そして最後のハードルとなる、国会の衆参の委員会・本会議での審議採決に臨むことになりました。
昨年の通常国会は延長し9/27までの長い会期となりましたが、付託予定の内閣委員会の時間が空かず、見送りになってしまいました。
加えて、昨年は臨時国会が開かれず、今年の通常国会に持ち越し。付託する委員会も内閣から財務金融委員会に替えて待つも、会期末に。最後、衆議院の財務金融委員会で、採決までは無理でしたが質疑終局までなんとか進めることができました。そしてやっと今臨時国会で審議・採決の時間が取れて、成立する見通しとなりました。
この間、いろいろ勉強させてもらいました。
委員会での審議の議題にあげていただくため、国会対策委員会の役割の大切さも改めて実感し、そのために私は国対の財務金融委員会担当を希望し、現在そこで仕事をさせていただいているわけです。

■法案成立後の仕事
しかし、法律が成立したからすべて終わりというわけではありません。
各金融機関と預金保険機構をつなぐコンピュータネットワークシステムを構築しなければいけませんし、法案で想定している機能がその通りに動くよう新たな組織も整備していくといった作業も見守っていかねばなりません。

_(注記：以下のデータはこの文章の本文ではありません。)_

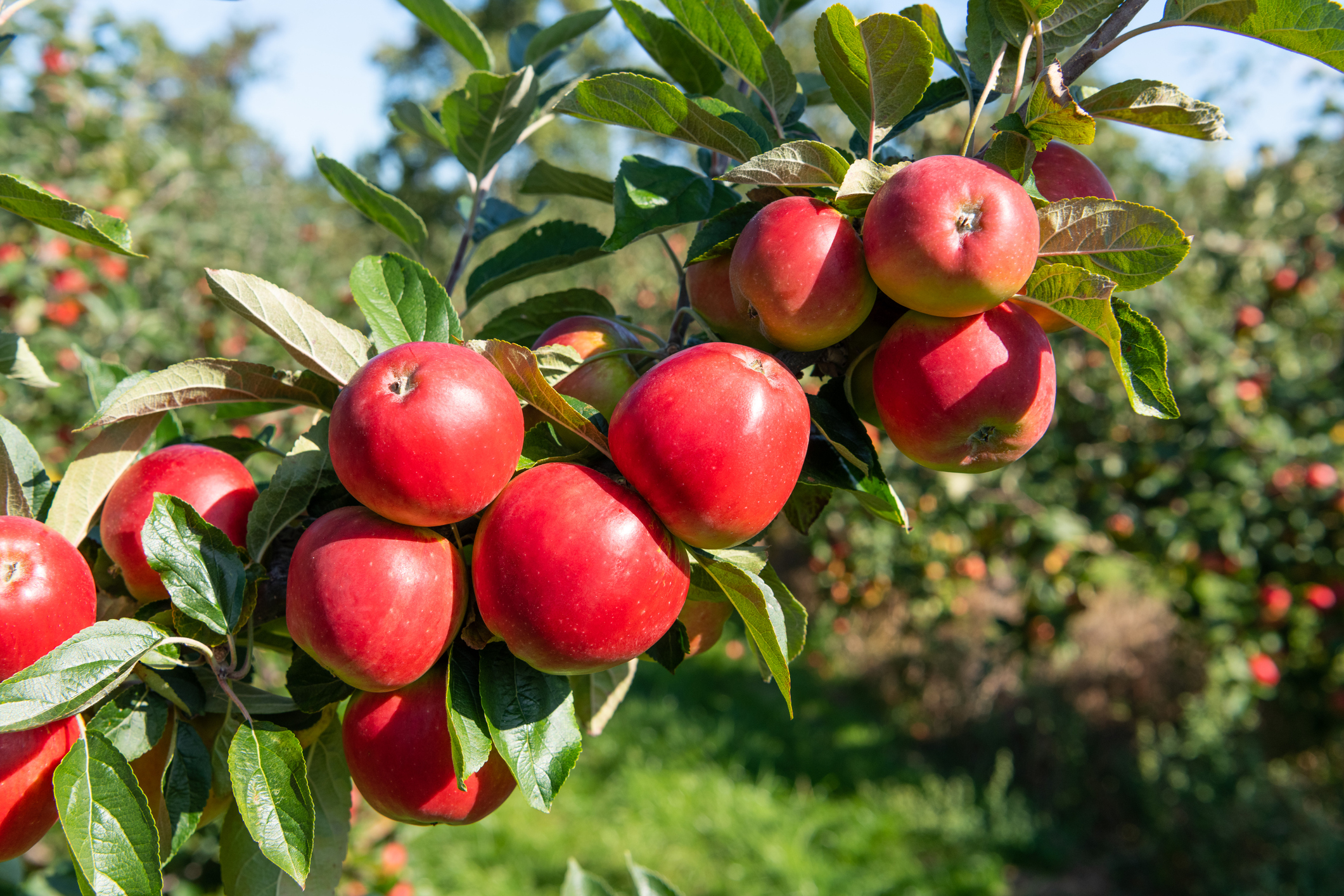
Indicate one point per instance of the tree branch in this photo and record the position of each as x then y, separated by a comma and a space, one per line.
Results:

今まで法案成立にご協力いただいた民間のみなさんや今回、最終的にこの預金を活用いただく公益活動を担う民間団体のみなさんにも今まで以上に力を借りることも必要となるでしょう。

■休眠預金活用法の役割
年間1000億円発生すると言われる休眠預金です。
その後の払い戻しの要請に応じて、預金者に払い戻しをしても半額強は残ると考えられています。大変大きな金額です。法律を推進した私たちにも大きな責任があると思います。後ろ指を指されないような、実際に社会に役に立っている活動にぜひ使ってもらいたいです。
今回の法案では、
1.子ども・若者の支援 
2.日常生活等を営む上で困難を有する者の支援 
3.地域活性化等の支援
こうした支援を民間が行う場合、その活動に対して活用してもらうことになっています
5年後には幅広く見直すという付帯決議がついているので、5年後の見直しのときに今回の根幹をしっかり評価できる結果を期待したいと思います。
最後になりますが、休眠預金は10年を過ぎても、預金の存在がわかれば、申請すればすべて払い戻しされますので、その点はご安心いただきたいです。